Carrie Chapman Catt, whose Winning Plan facilitated the suffragists’ success in 1920, has come under scrutiny for her attitude towards black activists. In 1921 Catt singled out 12 suffragists for a special honor. She had their names inscribed on bronze plaques that she affixed to stately trees growing on farmland she owned in Westchester County, New York. All the women Catt honored were white.
Present-day Iowa artist Mary Kline-Misol is honoring 19 suffragists by painting their portraits for her Battle for the Ballot: The Suffrage Project. Besides writing 19 brief biographies to accompany this exhibit, Kline-Misol incorporated historical photos into each woman’s portrait. Her paintings feature ten black women and nine white ones.
This year, the League of Women Voters of Iowa and its local chapters are honoring suffragists through a special campaign: Hard Won Not Done, A Commemoration of the 100th Anniversary of the Ratification of the 19th Amendment from an Iowa Perspective.

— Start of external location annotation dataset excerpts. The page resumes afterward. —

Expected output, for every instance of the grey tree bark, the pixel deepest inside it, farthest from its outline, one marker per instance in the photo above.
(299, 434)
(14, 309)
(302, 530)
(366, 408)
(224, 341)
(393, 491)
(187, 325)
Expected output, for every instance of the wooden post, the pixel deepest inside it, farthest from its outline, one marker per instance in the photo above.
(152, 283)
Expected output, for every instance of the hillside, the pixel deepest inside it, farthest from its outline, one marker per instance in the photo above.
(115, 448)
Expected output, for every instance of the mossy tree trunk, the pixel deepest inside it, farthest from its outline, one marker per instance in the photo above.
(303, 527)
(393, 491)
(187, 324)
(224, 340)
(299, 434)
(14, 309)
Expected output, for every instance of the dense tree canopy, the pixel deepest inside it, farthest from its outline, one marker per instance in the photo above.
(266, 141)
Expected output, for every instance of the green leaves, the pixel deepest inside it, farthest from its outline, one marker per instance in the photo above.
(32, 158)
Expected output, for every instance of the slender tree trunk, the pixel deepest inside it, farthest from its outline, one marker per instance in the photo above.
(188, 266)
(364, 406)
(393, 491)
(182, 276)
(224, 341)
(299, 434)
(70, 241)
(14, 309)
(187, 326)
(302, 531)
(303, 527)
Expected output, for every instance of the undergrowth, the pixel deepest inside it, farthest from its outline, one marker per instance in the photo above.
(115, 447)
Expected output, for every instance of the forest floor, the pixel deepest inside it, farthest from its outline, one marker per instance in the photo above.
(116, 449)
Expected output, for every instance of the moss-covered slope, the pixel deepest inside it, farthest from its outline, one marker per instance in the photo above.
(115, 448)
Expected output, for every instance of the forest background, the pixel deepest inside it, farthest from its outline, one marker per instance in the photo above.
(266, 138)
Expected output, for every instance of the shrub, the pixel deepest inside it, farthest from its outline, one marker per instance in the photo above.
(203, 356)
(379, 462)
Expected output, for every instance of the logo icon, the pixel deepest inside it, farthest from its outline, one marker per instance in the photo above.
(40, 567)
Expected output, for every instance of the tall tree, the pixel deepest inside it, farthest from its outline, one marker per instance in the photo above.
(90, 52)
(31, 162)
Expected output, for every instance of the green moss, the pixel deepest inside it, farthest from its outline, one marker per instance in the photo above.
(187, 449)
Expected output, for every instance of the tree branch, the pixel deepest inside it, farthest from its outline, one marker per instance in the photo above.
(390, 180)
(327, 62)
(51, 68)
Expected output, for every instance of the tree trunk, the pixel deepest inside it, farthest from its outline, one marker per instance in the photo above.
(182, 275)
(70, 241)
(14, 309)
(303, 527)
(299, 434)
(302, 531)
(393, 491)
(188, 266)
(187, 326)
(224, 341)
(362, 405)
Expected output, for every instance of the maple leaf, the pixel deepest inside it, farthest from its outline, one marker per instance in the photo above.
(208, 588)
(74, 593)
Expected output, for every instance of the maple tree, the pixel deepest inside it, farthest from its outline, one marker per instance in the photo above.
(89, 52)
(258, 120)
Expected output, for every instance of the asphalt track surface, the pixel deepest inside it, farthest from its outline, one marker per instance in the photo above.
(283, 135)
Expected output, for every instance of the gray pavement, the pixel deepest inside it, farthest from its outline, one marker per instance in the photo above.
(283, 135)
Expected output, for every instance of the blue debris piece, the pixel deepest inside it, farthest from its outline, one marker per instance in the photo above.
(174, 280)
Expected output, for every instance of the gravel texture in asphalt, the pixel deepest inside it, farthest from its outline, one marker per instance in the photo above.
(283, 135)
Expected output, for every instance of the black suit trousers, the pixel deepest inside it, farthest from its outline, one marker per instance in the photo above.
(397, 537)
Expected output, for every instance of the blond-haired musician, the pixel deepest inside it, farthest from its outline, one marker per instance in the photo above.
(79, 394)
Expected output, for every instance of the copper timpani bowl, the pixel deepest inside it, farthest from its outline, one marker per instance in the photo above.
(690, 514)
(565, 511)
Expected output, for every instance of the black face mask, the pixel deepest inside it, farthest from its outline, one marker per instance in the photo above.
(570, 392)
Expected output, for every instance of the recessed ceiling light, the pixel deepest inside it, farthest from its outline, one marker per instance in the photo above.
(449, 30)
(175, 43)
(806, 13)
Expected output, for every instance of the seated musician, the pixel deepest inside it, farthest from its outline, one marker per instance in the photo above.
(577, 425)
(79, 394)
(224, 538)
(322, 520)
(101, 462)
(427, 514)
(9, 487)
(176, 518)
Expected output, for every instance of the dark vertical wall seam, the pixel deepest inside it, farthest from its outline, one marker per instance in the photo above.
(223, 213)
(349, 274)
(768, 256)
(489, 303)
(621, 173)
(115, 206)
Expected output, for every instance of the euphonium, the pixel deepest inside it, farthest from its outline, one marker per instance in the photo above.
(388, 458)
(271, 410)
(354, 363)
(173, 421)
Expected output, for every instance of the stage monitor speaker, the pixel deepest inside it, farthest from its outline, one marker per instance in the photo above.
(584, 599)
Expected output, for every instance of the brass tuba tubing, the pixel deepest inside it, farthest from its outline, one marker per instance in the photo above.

Dozens of projects are in the works. One championing the contributions of non-white women is titled Toward a Universal Suffrage: African American Women in Iowa and the Vote for All. The published goal of this project is “to tell the story of suffragist women in Iowa whose histories have been unwritten, overlooked, or written out of mainstream history.” Aided by partners, this project’s organizers will create a database that ensures that the stories of non-white suffragists are known to all Iowans. A traveling exhibit focusing on African American suffragists in Iowa will be created as well.